Ну-с, мы и назначили ему сто фунтов в пользу семьи ребенка; он, очевидно, хотел поторговаться, но в глазах многих из окружавших его людей светилась такая злоба, что он наконец согласился. Теперь следовало получить деньги. И куда бы, вы думали, он провел нас? К этому дому, к этой двери! Он вынул из кармана ключ, открыл им дверь, вошел в здание и сейчас же вернулся назад с десятью фунтами золота и чеком на банк Коутса, на подателя. Чек был подписан именем, которого я назвать не могу, хотя в этом-то и заключается одна из важнейших сторон моей истории. Следует только заметить, что это очень известное имя, часто повторяемое в печати. Мы назначили крупную сумму, но с такой подписью можно было получить гораздо больше. Я осмелился заметить незнакомцу, что дело походит на обман, что в обыкновенной жизни люди не входят в погреба в четыре часа утра и не возвращаются оттуда с чужими чеками. Однако он не смутился и насмешливо сказал:
«Будьте спокойны, я останусь с вами до открытия банка и сам получу деньги по чеку».
Итак, все мы: доктор, отец девочки, наш приятель и я сам, отправились ко мне и провели остаток ночи в моей квартире. Когда настало утро, мы позавтракали у меня и пошли в банк. Я сам подал чек и сказал, что имею все причины думать, что подпись подделана. Ничуть не бывало. Чек оказался настоящим.
– Эге!.. – произнес Утерсон.
– Я вижу, что вы разделяете мои тогдашние чувства, – сказал Энфильд. – Да, это скверная история; с таким дурным человеком, казалось бы, никто порядочный не мог иметь дела, а между тем личность, подписавшая чек, очень известна, даже знаменита, и, что еще хуже, принадлежит к числу людей, делающих добро. Предполагаю интригу, честный человек платит за какой-нибудь грех своей юности. Поэтому я называю этот глухой дом с дверью – домом интриг. Впрочем, даже это предположение не объясняет всего, – прибавил Энфильд и задумался.
Внезапный вопрос Утерсона вывел его из раздумья. Адвокат спросил:
– А вы знаете, живет ли здесь человек, принесший чек?
– Здесь?
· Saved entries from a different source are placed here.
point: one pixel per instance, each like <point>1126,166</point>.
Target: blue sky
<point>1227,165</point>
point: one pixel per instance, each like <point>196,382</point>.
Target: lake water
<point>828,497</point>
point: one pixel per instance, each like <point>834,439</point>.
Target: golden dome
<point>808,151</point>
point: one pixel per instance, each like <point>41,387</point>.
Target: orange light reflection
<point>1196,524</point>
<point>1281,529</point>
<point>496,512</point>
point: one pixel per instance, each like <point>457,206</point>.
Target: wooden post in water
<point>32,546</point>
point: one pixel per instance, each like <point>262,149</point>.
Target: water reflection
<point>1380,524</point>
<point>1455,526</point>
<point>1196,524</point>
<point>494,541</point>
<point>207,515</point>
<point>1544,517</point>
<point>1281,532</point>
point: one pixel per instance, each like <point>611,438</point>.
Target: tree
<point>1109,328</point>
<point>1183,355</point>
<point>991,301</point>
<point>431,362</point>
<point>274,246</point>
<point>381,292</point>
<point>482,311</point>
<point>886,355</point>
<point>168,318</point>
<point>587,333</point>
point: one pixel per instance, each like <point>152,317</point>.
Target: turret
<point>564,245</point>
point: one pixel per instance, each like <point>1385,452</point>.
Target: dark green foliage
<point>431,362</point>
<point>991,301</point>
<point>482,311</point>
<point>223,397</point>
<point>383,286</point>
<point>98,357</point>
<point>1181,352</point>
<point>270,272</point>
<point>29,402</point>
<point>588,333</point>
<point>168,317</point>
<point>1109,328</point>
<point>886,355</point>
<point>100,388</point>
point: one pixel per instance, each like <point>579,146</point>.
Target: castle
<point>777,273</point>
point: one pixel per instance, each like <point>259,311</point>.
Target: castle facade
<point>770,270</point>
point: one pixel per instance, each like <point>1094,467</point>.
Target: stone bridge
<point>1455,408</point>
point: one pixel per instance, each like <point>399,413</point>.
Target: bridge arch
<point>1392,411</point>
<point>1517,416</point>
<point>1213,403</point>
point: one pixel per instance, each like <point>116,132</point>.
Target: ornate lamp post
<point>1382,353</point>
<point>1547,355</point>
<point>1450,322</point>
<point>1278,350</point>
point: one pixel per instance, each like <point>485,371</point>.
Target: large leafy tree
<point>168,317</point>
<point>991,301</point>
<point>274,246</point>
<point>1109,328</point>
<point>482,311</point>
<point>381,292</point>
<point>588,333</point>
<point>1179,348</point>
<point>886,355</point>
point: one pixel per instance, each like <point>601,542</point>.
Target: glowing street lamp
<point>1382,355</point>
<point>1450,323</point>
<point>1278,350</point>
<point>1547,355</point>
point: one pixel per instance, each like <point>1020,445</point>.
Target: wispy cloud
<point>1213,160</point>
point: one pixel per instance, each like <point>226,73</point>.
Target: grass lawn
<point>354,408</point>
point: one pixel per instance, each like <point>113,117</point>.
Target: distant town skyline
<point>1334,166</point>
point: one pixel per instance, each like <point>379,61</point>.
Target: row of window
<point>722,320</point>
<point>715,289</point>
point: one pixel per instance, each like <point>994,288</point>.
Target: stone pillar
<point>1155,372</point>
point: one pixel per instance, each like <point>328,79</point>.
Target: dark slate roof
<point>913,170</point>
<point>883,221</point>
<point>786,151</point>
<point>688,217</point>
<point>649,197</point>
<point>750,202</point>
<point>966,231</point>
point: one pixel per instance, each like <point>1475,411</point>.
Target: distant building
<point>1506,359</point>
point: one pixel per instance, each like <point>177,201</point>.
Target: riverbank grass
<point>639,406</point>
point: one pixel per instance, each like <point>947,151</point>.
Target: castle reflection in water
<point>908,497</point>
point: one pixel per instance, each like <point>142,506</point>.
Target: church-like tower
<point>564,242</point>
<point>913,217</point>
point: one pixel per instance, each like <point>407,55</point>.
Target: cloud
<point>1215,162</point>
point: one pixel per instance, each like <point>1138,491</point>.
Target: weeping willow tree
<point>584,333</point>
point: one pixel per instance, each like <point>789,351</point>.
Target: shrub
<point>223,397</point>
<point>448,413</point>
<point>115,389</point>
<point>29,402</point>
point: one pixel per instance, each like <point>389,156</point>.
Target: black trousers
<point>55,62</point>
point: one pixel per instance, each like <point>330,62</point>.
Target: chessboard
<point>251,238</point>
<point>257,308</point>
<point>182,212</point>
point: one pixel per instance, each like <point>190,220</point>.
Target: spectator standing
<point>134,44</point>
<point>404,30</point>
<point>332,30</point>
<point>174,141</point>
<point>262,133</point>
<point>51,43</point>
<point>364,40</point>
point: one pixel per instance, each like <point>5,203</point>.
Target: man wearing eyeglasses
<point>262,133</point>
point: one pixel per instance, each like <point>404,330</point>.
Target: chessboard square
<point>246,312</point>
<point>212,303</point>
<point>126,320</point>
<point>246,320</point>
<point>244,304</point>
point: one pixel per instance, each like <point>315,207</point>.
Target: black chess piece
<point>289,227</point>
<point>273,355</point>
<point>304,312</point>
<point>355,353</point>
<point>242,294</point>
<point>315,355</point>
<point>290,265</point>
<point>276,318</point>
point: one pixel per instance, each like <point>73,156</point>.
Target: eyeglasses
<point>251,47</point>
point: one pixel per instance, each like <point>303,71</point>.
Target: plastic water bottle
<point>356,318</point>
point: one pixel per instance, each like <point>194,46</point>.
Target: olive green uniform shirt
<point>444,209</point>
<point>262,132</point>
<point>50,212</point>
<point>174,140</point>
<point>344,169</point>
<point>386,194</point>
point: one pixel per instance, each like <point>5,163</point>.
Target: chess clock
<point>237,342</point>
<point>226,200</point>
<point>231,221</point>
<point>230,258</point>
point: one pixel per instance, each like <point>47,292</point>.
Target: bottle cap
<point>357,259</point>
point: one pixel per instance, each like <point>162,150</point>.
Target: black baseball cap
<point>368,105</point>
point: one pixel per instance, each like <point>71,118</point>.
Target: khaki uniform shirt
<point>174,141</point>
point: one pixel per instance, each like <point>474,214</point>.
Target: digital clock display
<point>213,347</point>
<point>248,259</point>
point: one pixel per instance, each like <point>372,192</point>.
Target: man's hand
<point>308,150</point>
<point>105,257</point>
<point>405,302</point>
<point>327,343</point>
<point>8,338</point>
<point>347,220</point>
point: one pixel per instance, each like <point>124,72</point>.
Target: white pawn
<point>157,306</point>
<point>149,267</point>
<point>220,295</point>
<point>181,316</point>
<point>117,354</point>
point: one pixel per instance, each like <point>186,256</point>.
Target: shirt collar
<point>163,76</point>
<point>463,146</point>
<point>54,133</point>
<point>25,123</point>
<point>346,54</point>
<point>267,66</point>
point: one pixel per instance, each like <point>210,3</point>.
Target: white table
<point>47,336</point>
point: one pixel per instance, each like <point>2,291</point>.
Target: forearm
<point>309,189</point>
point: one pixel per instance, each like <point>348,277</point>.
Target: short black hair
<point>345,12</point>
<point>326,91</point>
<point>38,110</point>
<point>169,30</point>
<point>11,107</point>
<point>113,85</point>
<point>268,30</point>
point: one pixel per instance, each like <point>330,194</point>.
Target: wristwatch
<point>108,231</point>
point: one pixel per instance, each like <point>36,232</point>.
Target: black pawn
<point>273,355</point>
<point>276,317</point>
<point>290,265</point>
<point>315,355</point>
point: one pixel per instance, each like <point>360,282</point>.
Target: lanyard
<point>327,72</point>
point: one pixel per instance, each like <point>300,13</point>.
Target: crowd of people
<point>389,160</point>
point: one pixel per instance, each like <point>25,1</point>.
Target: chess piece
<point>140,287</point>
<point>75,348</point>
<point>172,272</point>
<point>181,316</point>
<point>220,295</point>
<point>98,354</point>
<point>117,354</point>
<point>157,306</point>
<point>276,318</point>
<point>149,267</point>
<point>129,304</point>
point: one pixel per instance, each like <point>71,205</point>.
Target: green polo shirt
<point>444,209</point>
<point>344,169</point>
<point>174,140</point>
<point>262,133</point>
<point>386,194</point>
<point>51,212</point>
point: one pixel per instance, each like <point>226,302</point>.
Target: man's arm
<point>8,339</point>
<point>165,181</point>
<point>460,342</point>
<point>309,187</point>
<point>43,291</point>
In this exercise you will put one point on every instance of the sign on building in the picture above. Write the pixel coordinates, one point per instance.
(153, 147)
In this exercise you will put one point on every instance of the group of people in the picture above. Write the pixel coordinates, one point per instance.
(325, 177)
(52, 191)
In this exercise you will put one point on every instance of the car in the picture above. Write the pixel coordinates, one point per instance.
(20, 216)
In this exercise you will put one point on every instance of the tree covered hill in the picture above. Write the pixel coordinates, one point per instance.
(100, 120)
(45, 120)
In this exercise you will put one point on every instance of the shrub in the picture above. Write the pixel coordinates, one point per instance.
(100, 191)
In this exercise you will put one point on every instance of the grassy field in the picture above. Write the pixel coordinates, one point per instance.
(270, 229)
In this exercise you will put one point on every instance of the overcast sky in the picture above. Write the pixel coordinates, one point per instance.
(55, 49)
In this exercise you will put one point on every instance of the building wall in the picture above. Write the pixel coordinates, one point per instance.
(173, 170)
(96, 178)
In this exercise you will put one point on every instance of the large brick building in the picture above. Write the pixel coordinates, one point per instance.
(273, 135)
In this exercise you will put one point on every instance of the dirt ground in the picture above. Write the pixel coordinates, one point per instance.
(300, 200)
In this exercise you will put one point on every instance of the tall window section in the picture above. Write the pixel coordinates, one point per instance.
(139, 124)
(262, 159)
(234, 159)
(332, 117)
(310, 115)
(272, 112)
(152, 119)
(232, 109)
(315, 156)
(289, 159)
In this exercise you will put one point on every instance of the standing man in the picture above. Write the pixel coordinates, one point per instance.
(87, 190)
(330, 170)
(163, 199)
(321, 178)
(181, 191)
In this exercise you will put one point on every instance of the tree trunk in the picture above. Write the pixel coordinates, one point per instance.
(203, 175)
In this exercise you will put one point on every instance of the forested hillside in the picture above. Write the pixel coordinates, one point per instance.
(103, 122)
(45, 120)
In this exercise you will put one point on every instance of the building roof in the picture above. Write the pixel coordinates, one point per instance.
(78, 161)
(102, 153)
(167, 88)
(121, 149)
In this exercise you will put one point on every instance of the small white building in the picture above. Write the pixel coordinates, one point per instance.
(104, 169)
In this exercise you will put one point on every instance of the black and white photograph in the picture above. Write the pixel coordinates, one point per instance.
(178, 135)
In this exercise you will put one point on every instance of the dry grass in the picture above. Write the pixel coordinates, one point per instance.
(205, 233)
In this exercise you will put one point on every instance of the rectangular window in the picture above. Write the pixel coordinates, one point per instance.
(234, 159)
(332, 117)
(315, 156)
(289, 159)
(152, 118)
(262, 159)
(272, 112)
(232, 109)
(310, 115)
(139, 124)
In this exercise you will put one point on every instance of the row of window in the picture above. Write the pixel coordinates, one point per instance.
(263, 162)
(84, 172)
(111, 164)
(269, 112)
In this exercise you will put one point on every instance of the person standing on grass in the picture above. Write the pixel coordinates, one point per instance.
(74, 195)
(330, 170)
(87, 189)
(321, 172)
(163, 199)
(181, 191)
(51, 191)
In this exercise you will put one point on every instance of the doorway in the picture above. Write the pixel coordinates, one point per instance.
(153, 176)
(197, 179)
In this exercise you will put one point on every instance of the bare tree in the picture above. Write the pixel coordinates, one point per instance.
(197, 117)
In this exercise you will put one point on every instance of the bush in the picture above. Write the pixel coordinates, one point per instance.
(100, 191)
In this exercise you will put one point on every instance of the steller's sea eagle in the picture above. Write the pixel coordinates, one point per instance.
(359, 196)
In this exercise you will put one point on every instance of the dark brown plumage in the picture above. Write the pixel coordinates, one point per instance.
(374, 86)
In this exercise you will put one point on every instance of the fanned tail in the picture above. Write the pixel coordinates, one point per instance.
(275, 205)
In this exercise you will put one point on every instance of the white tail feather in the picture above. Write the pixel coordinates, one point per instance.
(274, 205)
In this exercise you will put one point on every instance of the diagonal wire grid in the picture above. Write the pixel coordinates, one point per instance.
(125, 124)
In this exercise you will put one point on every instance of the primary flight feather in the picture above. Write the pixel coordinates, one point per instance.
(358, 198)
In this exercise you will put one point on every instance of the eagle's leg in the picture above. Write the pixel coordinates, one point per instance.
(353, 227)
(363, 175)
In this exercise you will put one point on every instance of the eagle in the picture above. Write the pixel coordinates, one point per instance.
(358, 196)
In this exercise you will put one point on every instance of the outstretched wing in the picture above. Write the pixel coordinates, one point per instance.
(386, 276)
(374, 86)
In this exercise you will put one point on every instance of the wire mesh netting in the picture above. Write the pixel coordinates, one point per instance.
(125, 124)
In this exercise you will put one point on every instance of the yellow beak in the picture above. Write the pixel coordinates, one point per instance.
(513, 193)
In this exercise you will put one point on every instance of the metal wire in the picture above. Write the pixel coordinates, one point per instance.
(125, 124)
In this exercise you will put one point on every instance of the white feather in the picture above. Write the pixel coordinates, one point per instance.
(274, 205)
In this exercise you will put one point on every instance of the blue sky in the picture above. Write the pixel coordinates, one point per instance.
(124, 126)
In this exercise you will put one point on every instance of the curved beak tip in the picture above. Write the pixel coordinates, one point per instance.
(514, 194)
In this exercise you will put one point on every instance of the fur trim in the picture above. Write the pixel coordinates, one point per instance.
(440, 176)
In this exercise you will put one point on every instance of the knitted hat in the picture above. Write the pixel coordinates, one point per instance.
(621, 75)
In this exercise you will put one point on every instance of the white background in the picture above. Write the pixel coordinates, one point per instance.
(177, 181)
Нет, – возразил мистер Энфильд. – Но мне случилось узнать его адрес.
– И вы никогда не расспрашивали об этом доме с дверью? – спросил Утерсон.
– Нет, сэр, я деликатен; я остерегаюсь расспросов; расспросы слишком напоминают судебное разбирательство. Заданный вопрос – то же самое, что брошенный с горы камень. Вы спокойно сидите на вершине холма; камень катится вниз, сшибает другие камни; и вот какая-нибудь кроткая старая птица (о которой вы и не думали) убита в своем собственном саду, и ее семье приходится менять имя. Нет, сэр, вот какое у меня правило: чем страннее обстоятельства дела, тем меньше я спрашиваю.
– Очень хорошее правило, – заметил адвокат.
– Но я сам осматривал здание, – продолжал Энфильд. – Едва ли это жилой дом; в нем нет второй двери, и я не замечал, чтобы кто-нибудь входил в него, кроме моего незнакомца, да и он является не часто. В верхнем этаже три окна во двор, внизу ни одного; окна всегда заперты, но чисты. Затем, одна труба почти постоянно дымится, так что, вероятно, там кто-нибудь живет. Но я в этом не уверен, потому что все строения на этом дворе так скученны, что трудно сказать, где кончается одно и начинается другое.
Некоторое время друзья шли молча, наконец Утерсон сказал:
– Энфильд, ваше правило очень хорошо.
– Мне кажется, да, – ответил Энфильд.
– Тем не менее, – продолжал адвокат, – мне нужно задать вам один вопрос: я хотел бы знать имя господина, который наступил на ребенка.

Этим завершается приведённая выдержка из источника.